They want corrupt politicians to get them off the hook for corruption.
The well-heeled de Blasio donor and high-ranking cops charged in a massive corruption scheme hope a U.S. Supreme Court decision that narrows the scope of bribery charges will prompt a judge to toss their case.
Jeremy Reichberg, 43, is accused of lavishing retired Deputy Chief Michael Harrington and Deputy Inspector James Grant with cash and gifts for favors such as police escorts and mediation into private disputes, the Manhattan U.S. Attorney has alleged.
Their lawyers are now taking a page from corrupt pols Sheldon Silver and Dean Skelos’ playbook to get the case dismissed.
In June, the Supreme Court voted to vacate former Virginia Gov. Bob McDonnell’s 2014 corruption conviction for allegedly accepting $175,000 in goodies and loans from an entrepreneur — and then scheduling sit-downs on his behalf.
The justices reasoned arranging meetings doesn’t constitute the type of “official act” that equates to bribery.
A lawyer for Silver, who was convicted in November on seven corruption counts, told an appeals court earlier this month the disgraced ex-state Assembly speaker also didn’t make any “official act” under the McDonnell ruling.
The lawyer, Steven Molo, argued that finding jobs for cronies’ kids and setting up meetings — part of the prosecution’s case against Silver — didn’t constitute a “formal exercise of governmental power.”

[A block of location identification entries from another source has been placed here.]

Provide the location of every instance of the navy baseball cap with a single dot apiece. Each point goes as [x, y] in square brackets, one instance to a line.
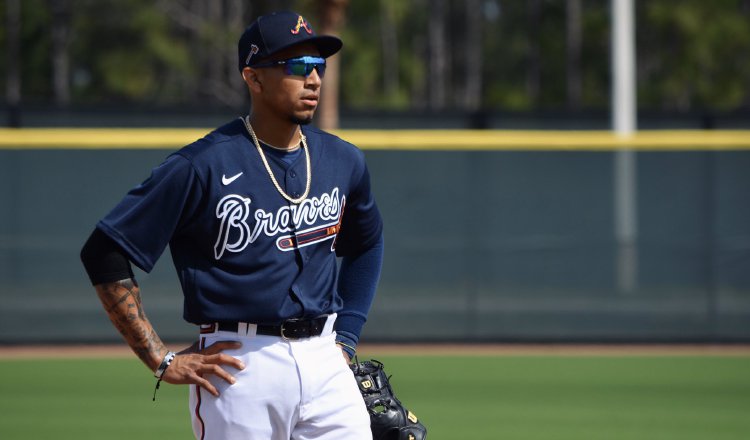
[274, 32]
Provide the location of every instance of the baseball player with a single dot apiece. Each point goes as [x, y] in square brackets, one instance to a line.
[255, 215]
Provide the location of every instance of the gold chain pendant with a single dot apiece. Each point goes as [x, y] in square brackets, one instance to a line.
[246, 121]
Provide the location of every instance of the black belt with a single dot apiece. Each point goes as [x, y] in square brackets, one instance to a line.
[289, 329]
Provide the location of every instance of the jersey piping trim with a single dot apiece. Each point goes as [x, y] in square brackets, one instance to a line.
[198, 400]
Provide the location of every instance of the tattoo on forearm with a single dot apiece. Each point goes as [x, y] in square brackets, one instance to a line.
[122, 301]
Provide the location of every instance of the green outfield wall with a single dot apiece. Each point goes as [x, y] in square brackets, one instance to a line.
[490, 235]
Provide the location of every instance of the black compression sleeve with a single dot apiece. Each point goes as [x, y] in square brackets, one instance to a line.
[103, 259]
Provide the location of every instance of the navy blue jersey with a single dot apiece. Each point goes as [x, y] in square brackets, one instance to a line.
[241, 251]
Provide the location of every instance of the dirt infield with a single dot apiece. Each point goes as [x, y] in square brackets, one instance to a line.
[122, 351]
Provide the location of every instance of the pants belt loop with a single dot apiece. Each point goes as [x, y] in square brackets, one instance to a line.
[242, 328]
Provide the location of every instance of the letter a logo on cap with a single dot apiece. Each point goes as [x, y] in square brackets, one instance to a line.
[301, 23]
[253, 50]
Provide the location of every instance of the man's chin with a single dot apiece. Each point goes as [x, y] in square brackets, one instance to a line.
[301, 121]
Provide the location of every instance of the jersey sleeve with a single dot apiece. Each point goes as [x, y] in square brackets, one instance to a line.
[145, 220]
[362, 224]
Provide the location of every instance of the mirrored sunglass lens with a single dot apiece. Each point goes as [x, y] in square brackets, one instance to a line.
[305, 67]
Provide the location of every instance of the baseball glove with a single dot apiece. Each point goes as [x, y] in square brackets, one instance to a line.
[389, 420]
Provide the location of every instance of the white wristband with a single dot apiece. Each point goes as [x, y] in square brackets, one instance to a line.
[164, 364]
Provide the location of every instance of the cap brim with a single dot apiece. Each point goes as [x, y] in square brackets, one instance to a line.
[327, 45]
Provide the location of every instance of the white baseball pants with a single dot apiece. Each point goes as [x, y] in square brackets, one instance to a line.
[289, 390]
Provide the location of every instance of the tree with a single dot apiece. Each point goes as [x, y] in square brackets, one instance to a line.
[331, 15]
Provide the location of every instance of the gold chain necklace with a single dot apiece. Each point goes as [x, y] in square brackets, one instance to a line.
[249, 128]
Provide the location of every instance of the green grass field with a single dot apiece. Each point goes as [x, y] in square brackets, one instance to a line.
[519, 397]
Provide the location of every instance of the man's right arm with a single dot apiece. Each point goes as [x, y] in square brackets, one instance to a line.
[110, 271]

Skelos and his son Adam were convicted in December of bribery, extortion and conspiracy charges, are also appealing on similar grounds.
During a hearing Friday, lawyers for Reichberg, Grant, and Harrington told Judge Gregory Woods the allegations against their clients didn’t meet the stricter standard of “official act outlined in the U.S. Supreme Court decision.”
Susan Necheles, Reichberg’s lawyer, argued the allegations against the men were too broad to draw a clear and distinct quid-pro-quo.
Deputy Chief Michael Harrington is seen leaving his arraignment in Manhattan Federal Court.
(Alec Tabak/for New York Daily News)
“We believe there are real issues,” Necheles said.
Andrew Weinstein, who reps Harrington, said the allegations against the clients involved an ongoing exchange but again, no distinct relationship between gift giving and favor receiving.
“The acts as alleged do not constitute official acts … ” Weinstein said.
Prosecutor Martin Bell countered that the documents “contain numerous, specific official acts and benefits.”
“There is a very detailed complaint that we designed in the weeks after McDonnell,” Bell said.